After telecoms tycoon Thaksin Shinawatra swept to power in 2001 and won re-election in 2005, his party machine ran up against established centres of power that had called the shots in the country during the Cold War decades, revolving around the military, palace, judiciary and sections of the bureaucracy. When Thaksin was overthrown by a coup in 2006, the younger voices of today were still in elementary and secondary schools, unperturbed and nonchalant at the spectre of another drama in their coup-prone country. And they were relatively impervious to the ensuing yellow versus red street demonstrations between the two sides, underpinned by judicial interventions that upended two Thaksin-aligned political parties.

When the follow-up coup took place in 2014, this time against Thaksin’s sister Yingluck Shinawatra, Thai millennials began to take notice. Along with many older Thais who were fed up with back-and-forth street demonstrations and coups, the younger generation and others who grew tired of endless protests initially gave Gen Prayut’s junta government a chance.

But five years after it seized power, the Prayut-led military government brought Thailand to a standstill. Annual growth slowed from 5.3% in 2001-06 to 3% in 2014-19. Repression was rife. As the military’s top brass and their civilian allies took complete control, nepotism and graft reared its ugly head. The few junta-appointed technocrats were not up to scratch.

As Thailand became a laggard in Asean, regional peers, such as Vietnam and Indonesia, motored ahead. Beyond incompetence, the ruling generals’ worst crime was to cook up, through proxies, the 2017 constitution that gave the military a one-third parliamentary quota.

Yet the students went along until they saw that Thailand was going nowhere. Some 13.7% of eligible voters in the March 2019 general election comprised first-timers who saw how the junta’s five years of absolute power had squandered Thailand’s chance to move ahead. With Thailand’s median age at 38 and one third of the 70-million population under 35, these millennials led the charge in charting a way forward.

It is tempting to write off Thailand’s new protests and dissent among its young population. After all, the Prayut government has military backing and parliamentary control. In the past, street protests only created the potential but never led directly to a change of government.

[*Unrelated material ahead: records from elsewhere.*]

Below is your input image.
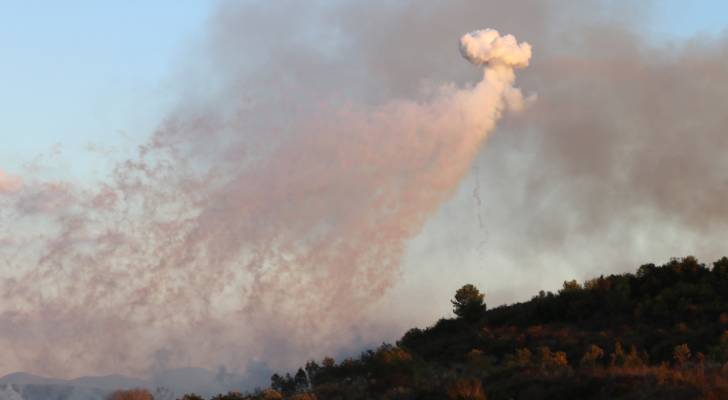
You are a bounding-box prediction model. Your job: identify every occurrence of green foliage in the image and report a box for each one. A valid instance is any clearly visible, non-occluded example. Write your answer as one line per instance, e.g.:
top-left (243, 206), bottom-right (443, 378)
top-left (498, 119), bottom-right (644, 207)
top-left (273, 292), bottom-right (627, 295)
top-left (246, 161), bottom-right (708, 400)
top-left (504, 347), bottom-right (532, 369)
top-left (537, 346), bottom-right (569, 370)
top-left (293, 369), bottom-right (309, 392)
top-left (720, 331), bottom-right (728, 362)
top-left (260, 390), bottom-right (283, 400)
top-left (580, 344), bottom-right (604, 368)
top-left (194, 256), bottom-right (728, 400)
top-left (560, 280), bottom-right (582, 293)
top-left (210, 392), bottom-right (250, 400)
top-left (109, 389), bottom-right (153, 400)
top-left (446, 378), bottom-right (486, 400)
top-left (623, 345), bottom-right (646, 368)
top-left (179, 395), bottom-right (205, 400)
top-left (466, 348), bottom-right (495, 373)
top-left (673, 343), bottom-right (691, 366)
top-left (270, 373), bottom-right (298, 396)
top-left (452, 284), bottom-right (486, 321)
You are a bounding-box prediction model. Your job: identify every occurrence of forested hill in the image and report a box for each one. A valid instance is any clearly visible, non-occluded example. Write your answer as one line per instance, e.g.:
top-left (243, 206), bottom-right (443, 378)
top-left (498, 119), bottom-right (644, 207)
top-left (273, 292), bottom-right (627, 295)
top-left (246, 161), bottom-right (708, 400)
top-left (170, 256), bottom-right (728, 400)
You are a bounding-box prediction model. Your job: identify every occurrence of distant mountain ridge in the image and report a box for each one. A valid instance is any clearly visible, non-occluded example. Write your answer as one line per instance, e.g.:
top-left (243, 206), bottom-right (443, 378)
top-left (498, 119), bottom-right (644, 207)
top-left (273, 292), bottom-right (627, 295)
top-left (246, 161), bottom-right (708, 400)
top-left (0, 371), bottom-right (150, 400)
top-left (0, 367), bottom-right (248, 400)
top-left (0, 372), bottom-right (66, 386)
top-left (0, 372), bottom-right (149, 390)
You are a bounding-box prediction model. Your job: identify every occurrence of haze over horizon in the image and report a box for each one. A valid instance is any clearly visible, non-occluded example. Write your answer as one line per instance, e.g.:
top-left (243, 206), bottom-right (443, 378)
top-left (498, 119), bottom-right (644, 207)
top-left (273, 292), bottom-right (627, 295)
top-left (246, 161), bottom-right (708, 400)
top-left (1, 0), bottom-right (728, 390)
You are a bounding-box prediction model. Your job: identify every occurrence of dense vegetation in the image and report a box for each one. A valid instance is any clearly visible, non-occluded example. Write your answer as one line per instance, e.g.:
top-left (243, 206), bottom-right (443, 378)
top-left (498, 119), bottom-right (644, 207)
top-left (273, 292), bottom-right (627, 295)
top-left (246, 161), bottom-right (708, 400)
top-left (118, 256), bottom-right (728, 400)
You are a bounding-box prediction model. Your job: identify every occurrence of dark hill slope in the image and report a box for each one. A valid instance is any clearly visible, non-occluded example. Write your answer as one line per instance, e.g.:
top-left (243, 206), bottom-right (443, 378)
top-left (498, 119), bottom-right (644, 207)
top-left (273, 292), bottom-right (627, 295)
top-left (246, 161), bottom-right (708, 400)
top-left (192, 257), bottom-right (728, 400)
top-left (401, 256), bottom-right (728, 368)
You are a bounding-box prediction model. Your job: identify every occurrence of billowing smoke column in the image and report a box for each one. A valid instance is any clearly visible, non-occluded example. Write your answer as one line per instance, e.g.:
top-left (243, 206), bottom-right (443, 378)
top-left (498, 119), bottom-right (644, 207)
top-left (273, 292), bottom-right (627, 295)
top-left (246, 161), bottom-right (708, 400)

Only in October 1973 and May 1992 did street demonstrations among students and Bangkok’s middle class lay the conditions for political change but these two cathartic overthrows of military rule were only possible with royal intervention to promote peace and stability. Over the past two decades, only street demonstrations with implicit backing from the conservatives-military alliance succeeded in wresting control of government.

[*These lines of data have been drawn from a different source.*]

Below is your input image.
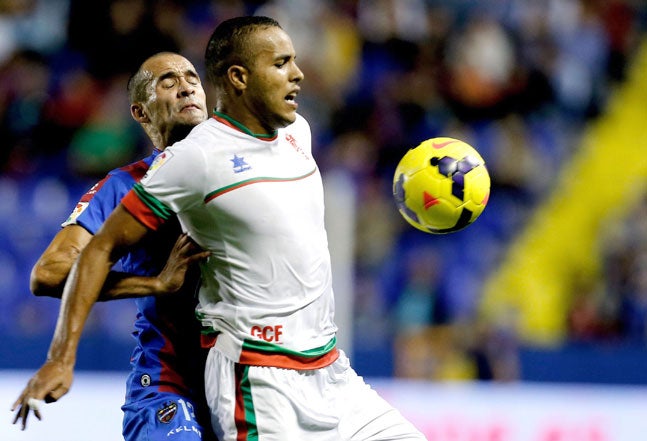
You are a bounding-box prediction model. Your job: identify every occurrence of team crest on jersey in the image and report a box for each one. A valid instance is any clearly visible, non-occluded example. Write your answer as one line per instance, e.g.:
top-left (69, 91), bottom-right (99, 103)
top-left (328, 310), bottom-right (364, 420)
top-left (157, 401), bottom-right (178, 423)
top-left (231, 154), bottom-right (251, 173)
top-left (143, 150), bottom-right (173, 180)
top-left (64, 202), bottom-right (88, 224)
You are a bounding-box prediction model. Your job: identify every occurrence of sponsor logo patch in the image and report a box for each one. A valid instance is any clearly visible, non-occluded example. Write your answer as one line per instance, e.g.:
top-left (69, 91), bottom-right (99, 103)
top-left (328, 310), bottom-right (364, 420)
top-left (64, 202), bottom-right (89, 225)
top-left (143, 150), bottom-right (173, 180)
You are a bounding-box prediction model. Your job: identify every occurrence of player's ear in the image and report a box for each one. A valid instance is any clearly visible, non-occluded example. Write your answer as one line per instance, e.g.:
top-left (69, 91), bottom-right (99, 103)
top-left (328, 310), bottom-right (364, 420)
top-left (227, 65), bottom-right (248, 92)
top-left (131, 103), bottom-right (150, 123)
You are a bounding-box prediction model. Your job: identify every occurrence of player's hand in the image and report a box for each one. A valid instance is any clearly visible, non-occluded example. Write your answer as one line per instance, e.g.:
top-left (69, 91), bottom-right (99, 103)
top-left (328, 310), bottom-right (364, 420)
top-left (11, 359), bottom-right (74, 430)
top-left (157, 233), bottom-right (210, 294)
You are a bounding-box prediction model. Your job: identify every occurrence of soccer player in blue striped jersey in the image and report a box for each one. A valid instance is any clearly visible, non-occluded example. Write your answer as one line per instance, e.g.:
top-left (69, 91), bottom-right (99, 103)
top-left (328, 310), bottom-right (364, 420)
top-left (13, 52), bottom-right (216, 441)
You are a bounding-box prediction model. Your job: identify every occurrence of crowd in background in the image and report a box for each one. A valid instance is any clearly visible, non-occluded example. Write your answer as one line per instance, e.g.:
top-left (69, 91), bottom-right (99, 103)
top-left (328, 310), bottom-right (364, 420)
top-left (1, 0), bottom-right (646, 382)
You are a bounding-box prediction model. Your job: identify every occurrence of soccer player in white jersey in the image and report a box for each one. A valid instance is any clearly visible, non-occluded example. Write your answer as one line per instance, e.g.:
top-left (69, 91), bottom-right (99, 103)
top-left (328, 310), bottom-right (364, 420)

But Thailand’s political environment is now fundamentally different. In past coups and crises since the 1950s, the Thai economy always expanded at a brisk pace. For example, in 1960-97, GDP growth averaged 6% per year but declined to 4% annually in 2000-19. The pandemic-induced economic doldrums in the near future will exacerbate political combustibility.

Moreover, when push came to shove in the past, the late King Bhumibol Adulyadej the Great, who reigned for 70 years from 1946, was so respected for his developmental efforts that his moral authority and role became the institutional backstop to restore stability and unity. This set of circumstances is different today.

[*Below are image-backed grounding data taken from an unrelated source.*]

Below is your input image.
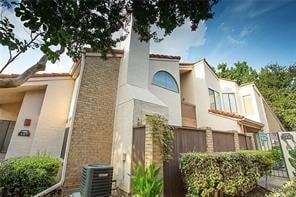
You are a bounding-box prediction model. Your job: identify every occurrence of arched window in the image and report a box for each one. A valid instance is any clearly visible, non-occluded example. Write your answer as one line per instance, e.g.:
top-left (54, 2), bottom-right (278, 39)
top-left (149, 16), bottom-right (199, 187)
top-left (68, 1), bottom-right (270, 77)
top-left (152, 71), bottom-right (179, 92)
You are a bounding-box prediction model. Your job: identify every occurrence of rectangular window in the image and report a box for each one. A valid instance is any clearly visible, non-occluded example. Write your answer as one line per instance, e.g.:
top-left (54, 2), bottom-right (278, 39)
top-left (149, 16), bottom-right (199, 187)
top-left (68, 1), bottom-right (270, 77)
top-left (223, 93), bottom-right (238, 113)
top-left (208, 88), bottom-right (221, 110)
top-left (243, 95), bottom-right (255, 115)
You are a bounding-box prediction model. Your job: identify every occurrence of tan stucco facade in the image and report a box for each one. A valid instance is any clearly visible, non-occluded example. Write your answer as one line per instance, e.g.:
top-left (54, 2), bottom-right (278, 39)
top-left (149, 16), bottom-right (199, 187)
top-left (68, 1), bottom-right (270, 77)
top-left (0, 76), bottom-right (74, 159)
top-left (180, 59), bottom-right (285, 133)
top-left (0, 102), bottom-right (22, 121)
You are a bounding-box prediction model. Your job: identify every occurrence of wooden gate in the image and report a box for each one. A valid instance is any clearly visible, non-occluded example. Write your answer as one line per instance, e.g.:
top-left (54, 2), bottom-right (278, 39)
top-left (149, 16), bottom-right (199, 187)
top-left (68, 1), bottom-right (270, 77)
top-left (163, 128), bottom-right (206, 197)
top-left (246, 136), bottom-right (252, 149)
top-left (238, 134), bottom-right (248, 150)
top-left (212, 131), bottom-right (235, 152)
top-left (132, 127), bottom-right (145, 166)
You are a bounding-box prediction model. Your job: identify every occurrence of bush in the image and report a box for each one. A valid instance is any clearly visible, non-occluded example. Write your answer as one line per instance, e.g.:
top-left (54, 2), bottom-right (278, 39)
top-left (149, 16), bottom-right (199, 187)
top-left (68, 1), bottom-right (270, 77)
top-left (0, 155), bottom-right (61, 197)
top-left (131, 164), bottom-right (163, 197)
top-left (267, 179), bottom-right (296, 197)
top-left (270, 146), bottom-right (283, 162)
top-left (180, 151), bottom-right (273, 197)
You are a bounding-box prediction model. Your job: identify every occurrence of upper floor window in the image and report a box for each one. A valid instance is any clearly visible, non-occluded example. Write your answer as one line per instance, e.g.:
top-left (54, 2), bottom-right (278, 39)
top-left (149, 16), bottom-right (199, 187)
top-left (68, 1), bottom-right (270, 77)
top-left (223, 93), bottom-right (238, 113)
top-left (152, 71), bottom-right (179, 92)
top-left (208, 88), bottom-right (221, 110)
top-left (243, 95), bottom-right (255, 115)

Finally, the student movement this time is empowered by profound communication technologies that have allowed young people to rise up and speak out in an organic fashion. This movement may be Bangkok-centred but it has fanned out across the country. Unsurprisingly, the students’ common grievance is the “future” they lost during a military-dominated era when Thailand was left behind in its neighbourhood and when their career prospects and future livelihoods became bleak.

These millennials and others want Thailand’s future back and will do whatever is necessary to get it. As tensions mount, Thailand will either find a new constitutional balance that subsumes the military, monarchy and judiciary within it or end up with longer-term authoritarian rule and economic stagnation. Listening to these young voices and making concessions and compromises with them is better than putting everything on the line with a winner-takes-all response.